"Perde-i gayb açılsa yakînim ziyadeleşmiyecek." ifadesi ile Efendimizin (asm) "Seni hakkıyla tanıyıp ibadet edemedim." sözünü nasıl te’lif edebiliriz?

Cevap

Değerli Kardeşimiz;

"Onu gözler idrâk etmez, gözleri o idrâk eder, öyle lâtif öyle habîr o."(Enam, 6/103)

Peygamber Efendimiz (asm)'in;

"Mâ arafnâke hakka marifetike Ya Ma'rûf (Ey bütün mahlukat tarafından bilinen Rabb'im, seni bilinmesi gereken ölçüde bilip tanıyamadık)."

"Mâ abednâke hakka ibadetike Ya Ma'bûd (Yalnızca kendisine ibadet edilen Allah'ım, Sana hakkıyla kulluk edemedik)."

İfadeleri, hakikat-i hali beyandır.
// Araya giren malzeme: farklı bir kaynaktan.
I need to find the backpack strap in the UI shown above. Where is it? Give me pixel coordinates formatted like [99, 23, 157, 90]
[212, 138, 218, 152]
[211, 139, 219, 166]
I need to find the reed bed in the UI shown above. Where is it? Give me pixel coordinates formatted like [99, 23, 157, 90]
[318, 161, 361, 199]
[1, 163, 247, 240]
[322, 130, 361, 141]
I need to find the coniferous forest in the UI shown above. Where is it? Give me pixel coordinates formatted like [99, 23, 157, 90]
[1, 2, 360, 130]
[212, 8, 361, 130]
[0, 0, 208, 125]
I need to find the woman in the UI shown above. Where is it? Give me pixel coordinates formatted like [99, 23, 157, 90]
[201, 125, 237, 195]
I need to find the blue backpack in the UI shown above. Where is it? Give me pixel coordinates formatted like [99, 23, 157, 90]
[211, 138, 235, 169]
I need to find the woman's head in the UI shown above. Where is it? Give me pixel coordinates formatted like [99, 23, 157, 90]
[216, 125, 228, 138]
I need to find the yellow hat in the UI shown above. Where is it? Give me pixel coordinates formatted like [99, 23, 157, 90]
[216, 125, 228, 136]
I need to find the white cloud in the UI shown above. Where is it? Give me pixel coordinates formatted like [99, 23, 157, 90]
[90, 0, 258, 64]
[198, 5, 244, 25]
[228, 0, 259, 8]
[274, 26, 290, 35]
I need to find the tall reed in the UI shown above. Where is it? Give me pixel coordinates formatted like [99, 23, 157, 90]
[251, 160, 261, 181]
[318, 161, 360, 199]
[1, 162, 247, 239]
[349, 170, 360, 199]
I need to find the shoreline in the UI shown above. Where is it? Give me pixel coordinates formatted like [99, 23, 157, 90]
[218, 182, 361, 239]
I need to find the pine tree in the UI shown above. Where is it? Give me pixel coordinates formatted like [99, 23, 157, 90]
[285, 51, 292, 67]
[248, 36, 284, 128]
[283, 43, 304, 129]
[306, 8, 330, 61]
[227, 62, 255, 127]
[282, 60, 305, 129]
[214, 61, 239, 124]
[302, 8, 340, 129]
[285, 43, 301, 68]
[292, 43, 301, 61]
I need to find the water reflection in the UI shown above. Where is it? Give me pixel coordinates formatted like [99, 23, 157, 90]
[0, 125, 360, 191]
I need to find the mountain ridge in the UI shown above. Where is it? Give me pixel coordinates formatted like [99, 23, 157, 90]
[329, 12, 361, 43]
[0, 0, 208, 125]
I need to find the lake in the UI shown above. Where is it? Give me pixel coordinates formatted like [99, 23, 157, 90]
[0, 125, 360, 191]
Yani; insan fıtrat ve yaratılış bakımından, hiçbir zaman Allah’ı tam mânası ile idrak edemez.

Peygamber Efendimiz (asm)'in bu hadisi, yukarıda mealini verdiğimiz ayetin bir tefsiri hükmündedir. Bu mâna; İmam-ı Ali (r.a) için de Peygamber Efendimiz (asm) için de aynıdır. Aklı mahlûk, idraki sınırlı olan bir insanın, bütün isim ve sıfatları sonsuz olan Allah’ı, hakkı ile tanıyıp idrak etmesi mümkün değildir.

Nitekim akıl ve marifette en ileri, Cenab-ı Hakk’ı tanımada en mükemmel bir bahr-i kemalat, esma-i ilahiyenin en mükemmel aynası ve saltanat-ı ilahiyenin en büyük dellalı, ilahî esrarın menbaı ve iki âlemin güneşi olan Resul-i Ekrem Efendimiz (asm.) Mi’rac vasıtasıyla ferşten arşa yükseldi, yedi kat semayı geçerek Sidretü’l-Münteha ve Kâb-ı Kavseyn’e, yani imkân ve vücub arası olan ilahî visalin en mahrem bucağına erişti, cenneti ve cehennemi gördü, sonsuz sırlara vâkıf oldu, oradaki harika eserleri ve nice âlemleri okudu ve zamandan ve mekândan münezzeh olan Cenab-ı Hakk’ı gördü. Buna rağmen, Allah’ın azametinin idrak edilmeyeceğini; “Subhâneke maarefnake hakka marifetike ya Maruf” (Seni noksan sıfatlardan tenzih ederim. Ben seni tam bir marifetle bilemedim)” buyurdu ve bu husustaki acziyetini ifade etti.

İmam-ı Ali (r.a)’in, "Perdeyi gayb açılsa yakînim ziyadeleşmeyecek" sözü, insanın yapabileceği ve tâkat getireceği bir sahadır. Yoksa İmam-ı Ali (r.a) bu sözü ile"Ben Allah’ın Zâtını ve sıfatlarını hakkı ile ihata ederek idrak ederim" demiyor. İmkân ve ihtimal dâhilinde olan, imanın yüksek makamına işaret ediyor. Bu hususta, yani imkân dâhilinde olan imanın mertebelerinde peygamberlere yetişilmesi mümkün değildir. En büyük veli de olsa bir peygambere yetişemez.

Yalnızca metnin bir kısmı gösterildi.